By any measure, that's a lot of X-Men stories coming out. But how many writers have been able to recapture the magic of the Chris Claremont run or the big ideas of the Grant Morrison era? Joss Whedon and Warren Ellis both had entertaining runs on Astonishing X-Men, but neither of them seemed interested in guiding the franchise into its next iteration. More than any other Marvel book, the X-Men books need to be guided by a writer with an actual vision,.

And after four issues of the Schism miniseries, I'm convinced that Jason Aaron is the right man for the job. He may even be the next great X-Men writer.

That shouldn't be a shock if you've been reading Aaron's Wolverine for the last couple of years. Among other things, Aaron is one of the few writers at Marvel who has actually come up with a viable reason behind Wolverine's decision to spread himself thin across the multiple Avengers, X-Men and X-Force teams. He also seems to have a very good handle on Wolverine's personality.

In Schism, Aaron demonstrates that his understanding extends to the other X-Men as well. Even in this relatively fast paced book, there are some terrific character moments that play out in silence, like Cyclops looking at a picture of himself with the original X-Men team as he seems to wonder where it all it went wrong. Another one of my favorite bits comes later in the book when Cyclops is addressing Hope's team and the few healthy young X-Men left on Utopia. He looks directly at Idie, the young girl whom he essentially asked to kill the Hellfire club soldiers in the last issue. And there is nothing in her eyes. Idie looks and acts like she's dead inside.

At this point, Cyclops doesn't even know who his real enemy is. All he knows is that he's been manipulated into sending X-Men around the world while some of the most powerful members of the team lie incapacitated from the attack at the museum. To top things off, there's a gigantic Sentinel constructing itself out of any material it gets near that not even Wolverine or the X-Club can stop.
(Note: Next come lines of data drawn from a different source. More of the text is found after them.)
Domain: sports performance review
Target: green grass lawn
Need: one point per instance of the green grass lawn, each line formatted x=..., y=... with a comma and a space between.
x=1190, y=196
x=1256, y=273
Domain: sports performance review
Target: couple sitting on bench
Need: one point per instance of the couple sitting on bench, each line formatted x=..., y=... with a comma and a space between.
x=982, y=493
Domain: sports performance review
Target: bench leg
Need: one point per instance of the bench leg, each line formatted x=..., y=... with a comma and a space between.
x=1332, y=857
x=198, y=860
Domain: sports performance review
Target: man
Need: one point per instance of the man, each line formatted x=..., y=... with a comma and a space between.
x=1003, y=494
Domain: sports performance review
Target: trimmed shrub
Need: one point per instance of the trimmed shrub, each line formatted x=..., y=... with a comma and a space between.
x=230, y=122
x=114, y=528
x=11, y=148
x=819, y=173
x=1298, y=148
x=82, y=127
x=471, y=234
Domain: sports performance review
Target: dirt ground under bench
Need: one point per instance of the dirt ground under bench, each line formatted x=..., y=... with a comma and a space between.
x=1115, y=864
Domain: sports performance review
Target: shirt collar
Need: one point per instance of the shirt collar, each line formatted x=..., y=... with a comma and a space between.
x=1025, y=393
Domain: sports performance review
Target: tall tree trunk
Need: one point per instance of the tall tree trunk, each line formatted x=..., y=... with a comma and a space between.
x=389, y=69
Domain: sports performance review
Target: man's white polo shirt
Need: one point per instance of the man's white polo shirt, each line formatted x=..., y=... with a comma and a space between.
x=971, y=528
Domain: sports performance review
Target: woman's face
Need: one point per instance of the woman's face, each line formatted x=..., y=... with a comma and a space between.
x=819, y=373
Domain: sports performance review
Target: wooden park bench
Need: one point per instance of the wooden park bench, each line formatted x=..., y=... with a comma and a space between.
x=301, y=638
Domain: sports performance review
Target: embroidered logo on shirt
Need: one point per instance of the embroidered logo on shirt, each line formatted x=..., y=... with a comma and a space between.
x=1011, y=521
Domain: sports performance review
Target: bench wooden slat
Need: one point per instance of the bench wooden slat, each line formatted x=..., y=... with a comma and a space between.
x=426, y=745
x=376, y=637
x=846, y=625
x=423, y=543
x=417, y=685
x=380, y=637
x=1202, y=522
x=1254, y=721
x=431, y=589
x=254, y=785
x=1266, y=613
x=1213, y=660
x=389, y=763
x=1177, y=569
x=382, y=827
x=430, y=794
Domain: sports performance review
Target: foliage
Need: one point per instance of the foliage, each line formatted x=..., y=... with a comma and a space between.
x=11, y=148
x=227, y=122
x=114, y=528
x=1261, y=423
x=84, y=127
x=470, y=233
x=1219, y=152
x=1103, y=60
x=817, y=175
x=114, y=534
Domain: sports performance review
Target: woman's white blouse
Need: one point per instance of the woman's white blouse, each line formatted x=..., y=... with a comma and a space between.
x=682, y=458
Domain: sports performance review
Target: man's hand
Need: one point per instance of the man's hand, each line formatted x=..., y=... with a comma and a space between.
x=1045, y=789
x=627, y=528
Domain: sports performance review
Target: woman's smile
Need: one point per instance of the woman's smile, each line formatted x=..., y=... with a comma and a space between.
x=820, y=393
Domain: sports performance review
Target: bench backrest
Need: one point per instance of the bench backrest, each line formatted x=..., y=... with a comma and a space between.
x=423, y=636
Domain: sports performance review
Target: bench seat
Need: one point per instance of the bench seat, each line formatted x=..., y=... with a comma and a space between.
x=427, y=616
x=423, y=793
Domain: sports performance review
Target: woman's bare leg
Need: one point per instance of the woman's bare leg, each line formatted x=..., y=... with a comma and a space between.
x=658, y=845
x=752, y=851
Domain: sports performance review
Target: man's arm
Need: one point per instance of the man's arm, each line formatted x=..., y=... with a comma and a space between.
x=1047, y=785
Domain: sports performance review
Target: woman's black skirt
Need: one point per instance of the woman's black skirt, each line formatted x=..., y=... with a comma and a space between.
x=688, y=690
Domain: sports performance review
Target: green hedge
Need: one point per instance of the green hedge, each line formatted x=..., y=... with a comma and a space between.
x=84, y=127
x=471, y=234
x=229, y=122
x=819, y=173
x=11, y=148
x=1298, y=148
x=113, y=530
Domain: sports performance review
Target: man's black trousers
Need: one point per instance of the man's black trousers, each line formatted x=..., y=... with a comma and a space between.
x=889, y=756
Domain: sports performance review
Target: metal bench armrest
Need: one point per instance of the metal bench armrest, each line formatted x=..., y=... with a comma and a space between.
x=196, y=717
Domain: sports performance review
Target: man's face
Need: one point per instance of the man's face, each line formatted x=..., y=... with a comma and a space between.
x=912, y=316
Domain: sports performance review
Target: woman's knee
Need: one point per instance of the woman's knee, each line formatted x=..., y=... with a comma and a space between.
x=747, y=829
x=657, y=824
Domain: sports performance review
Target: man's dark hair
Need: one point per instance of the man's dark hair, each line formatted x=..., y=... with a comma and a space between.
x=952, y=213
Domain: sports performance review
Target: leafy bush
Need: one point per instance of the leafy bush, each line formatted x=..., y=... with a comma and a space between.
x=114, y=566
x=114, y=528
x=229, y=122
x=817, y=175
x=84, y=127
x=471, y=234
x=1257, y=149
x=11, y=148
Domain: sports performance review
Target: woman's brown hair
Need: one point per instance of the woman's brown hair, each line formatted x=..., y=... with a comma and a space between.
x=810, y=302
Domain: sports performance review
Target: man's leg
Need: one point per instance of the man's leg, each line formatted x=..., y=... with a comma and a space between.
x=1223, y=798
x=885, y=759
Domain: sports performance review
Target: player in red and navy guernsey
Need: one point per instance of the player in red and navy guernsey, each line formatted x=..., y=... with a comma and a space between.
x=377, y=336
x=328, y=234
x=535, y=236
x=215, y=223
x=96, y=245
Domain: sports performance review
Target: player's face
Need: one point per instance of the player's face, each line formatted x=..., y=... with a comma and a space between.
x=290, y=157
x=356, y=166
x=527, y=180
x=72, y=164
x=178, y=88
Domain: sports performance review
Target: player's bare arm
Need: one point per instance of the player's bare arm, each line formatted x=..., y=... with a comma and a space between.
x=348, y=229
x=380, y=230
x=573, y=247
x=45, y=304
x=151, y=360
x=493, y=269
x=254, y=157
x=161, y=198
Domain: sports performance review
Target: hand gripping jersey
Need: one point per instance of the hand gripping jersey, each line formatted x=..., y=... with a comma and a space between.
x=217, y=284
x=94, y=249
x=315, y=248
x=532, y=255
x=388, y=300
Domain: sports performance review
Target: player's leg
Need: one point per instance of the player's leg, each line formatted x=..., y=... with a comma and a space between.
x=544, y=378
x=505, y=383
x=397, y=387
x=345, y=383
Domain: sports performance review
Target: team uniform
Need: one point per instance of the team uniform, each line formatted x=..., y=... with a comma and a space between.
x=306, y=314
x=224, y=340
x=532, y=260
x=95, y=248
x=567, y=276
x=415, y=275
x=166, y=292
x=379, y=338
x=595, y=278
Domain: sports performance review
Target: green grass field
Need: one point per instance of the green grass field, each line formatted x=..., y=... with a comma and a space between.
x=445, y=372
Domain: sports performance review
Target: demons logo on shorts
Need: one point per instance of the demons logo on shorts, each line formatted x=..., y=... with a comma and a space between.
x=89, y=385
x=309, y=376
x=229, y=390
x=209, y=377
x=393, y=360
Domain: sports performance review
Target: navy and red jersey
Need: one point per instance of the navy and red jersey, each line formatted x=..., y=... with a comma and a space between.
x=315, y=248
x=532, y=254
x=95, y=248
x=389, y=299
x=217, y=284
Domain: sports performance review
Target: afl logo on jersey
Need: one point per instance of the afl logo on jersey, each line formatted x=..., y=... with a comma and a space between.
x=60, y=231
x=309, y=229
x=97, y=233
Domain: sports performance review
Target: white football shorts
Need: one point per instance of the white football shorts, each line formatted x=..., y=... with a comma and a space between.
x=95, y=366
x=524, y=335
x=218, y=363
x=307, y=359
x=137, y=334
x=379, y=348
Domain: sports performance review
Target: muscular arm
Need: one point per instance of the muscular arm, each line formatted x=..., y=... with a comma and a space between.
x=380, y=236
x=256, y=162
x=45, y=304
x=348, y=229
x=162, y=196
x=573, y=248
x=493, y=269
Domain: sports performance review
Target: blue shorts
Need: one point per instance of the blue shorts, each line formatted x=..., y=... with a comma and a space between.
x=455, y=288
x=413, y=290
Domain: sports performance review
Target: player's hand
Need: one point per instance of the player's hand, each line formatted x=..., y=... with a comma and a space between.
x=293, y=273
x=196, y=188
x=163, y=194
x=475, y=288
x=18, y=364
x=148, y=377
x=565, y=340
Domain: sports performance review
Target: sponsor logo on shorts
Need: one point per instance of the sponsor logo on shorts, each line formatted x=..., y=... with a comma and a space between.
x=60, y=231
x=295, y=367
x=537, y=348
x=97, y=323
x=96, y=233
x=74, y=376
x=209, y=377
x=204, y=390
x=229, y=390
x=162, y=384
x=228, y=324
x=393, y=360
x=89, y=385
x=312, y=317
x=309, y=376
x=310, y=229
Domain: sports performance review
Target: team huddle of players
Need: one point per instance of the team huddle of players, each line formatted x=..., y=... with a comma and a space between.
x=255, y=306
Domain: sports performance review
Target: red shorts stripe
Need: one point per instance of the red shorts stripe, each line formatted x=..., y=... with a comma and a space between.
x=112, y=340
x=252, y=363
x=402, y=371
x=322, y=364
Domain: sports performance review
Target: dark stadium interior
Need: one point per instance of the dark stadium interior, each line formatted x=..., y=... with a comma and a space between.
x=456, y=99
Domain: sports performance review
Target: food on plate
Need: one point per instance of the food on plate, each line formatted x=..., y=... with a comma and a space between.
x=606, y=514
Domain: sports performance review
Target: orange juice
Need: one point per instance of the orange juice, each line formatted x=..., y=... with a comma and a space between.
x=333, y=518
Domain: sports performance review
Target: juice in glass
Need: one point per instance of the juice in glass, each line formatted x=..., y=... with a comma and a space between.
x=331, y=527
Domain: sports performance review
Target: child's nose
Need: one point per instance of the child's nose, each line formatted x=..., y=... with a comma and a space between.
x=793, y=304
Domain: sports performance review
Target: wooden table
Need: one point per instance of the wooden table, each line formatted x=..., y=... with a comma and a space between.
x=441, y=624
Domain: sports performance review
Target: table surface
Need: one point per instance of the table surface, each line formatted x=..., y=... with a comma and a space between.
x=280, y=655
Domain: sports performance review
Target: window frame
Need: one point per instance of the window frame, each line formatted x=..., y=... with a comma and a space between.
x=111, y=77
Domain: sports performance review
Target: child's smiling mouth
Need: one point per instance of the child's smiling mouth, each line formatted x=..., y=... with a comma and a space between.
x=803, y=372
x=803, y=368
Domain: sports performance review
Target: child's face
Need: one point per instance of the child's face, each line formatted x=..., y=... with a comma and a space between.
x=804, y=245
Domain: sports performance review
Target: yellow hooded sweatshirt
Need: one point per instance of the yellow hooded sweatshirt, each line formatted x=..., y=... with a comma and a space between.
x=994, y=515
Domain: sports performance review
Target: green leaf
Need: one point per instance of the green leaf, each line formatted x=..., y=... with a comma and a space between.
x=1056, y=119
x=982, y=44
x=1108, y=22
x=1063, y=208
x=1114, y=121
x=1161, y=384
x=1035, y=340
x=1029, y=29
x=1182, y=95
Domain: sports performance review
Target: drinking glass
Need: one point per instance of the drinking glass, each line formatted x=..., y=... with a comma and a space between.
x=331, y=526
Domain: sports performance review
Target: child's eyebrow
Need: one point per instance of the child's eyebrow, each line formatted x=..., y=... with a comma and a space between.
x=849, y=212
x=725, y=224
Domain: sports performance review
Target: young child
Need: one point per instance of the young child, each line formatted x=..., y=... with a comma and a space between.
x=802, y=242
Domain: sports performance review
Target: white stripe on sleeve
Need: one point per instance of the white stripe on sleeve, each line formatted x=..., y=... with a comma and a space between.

And it's heading straight for Utopia.
All of that is window dressing for the ideological battle between Cyclops and Wolverine, which has broken down their relationship until they finally attack each other in this issue. And it's an extremely well choreographed fight with some added punch from Aaron. Because just as the two men are on the verge of tearing each other apart, Cyclops brings up the one thing that he and Logan had in common as a way to get to him and Wolverine throws the same line back in his face.

I have to admit that I wasn't sold on the concept of X-Men: Schism coming into this series. It just didn't seem feasible for Cyclops and Wolverine to split up the X-Men, especially when Wolverine usually seems to prefer not being the leader. But Aaron has made it work. Wolverine's stated reason in this issue is that the X-Men shouldn't be using their kids… their students as foot soldiers and killers in their war. Cyclops calls Wolverine out for his naivety and even some fans and commentators have said that they don't buy Wolverine's reasoning.

However, it's actually perfectly in character for Wolverine. Nearly all of his really close relationships within the X-Men were almost fatherly towards Kitty Pryde, Jubilee and even X-23. Wolverine also reached out to Idie in the beginning of this series because that's what he does, even if it's not necessarily the thing that he's the best at.

Aaron also manages to keep both Cyclops and Wolverine sympathetic without resorting to cheap tricks to make the audience side with one or the other. Wolverine and Cyclops ultimately want the same thing, they just no longer agree on how to achieve it. This is their Professor X and Magneto moment. They may eventually be allies again but this is probably the end of their friendship.

I haven't mentioned the art yet, but it's by Alan Davis so you should already know that it's fantastic. My favorite sequence in the entire book is a double page splash of Cyclops unloading his optic blast on the giant Sentinel… to no effect. The previously mentioned Wolverine and Cyclops fight is also a highlight, with Cyclops in particular using his powers in smarter ways than he usually does.

Davis is also a master at conveying emotions on the faces of his characters, even on Cyclops when a mask obscures most of his face. This is just a really good looking book that happens to be well written as well. I can't speak for everyone, but that's exactly what I want out of a superhero comic.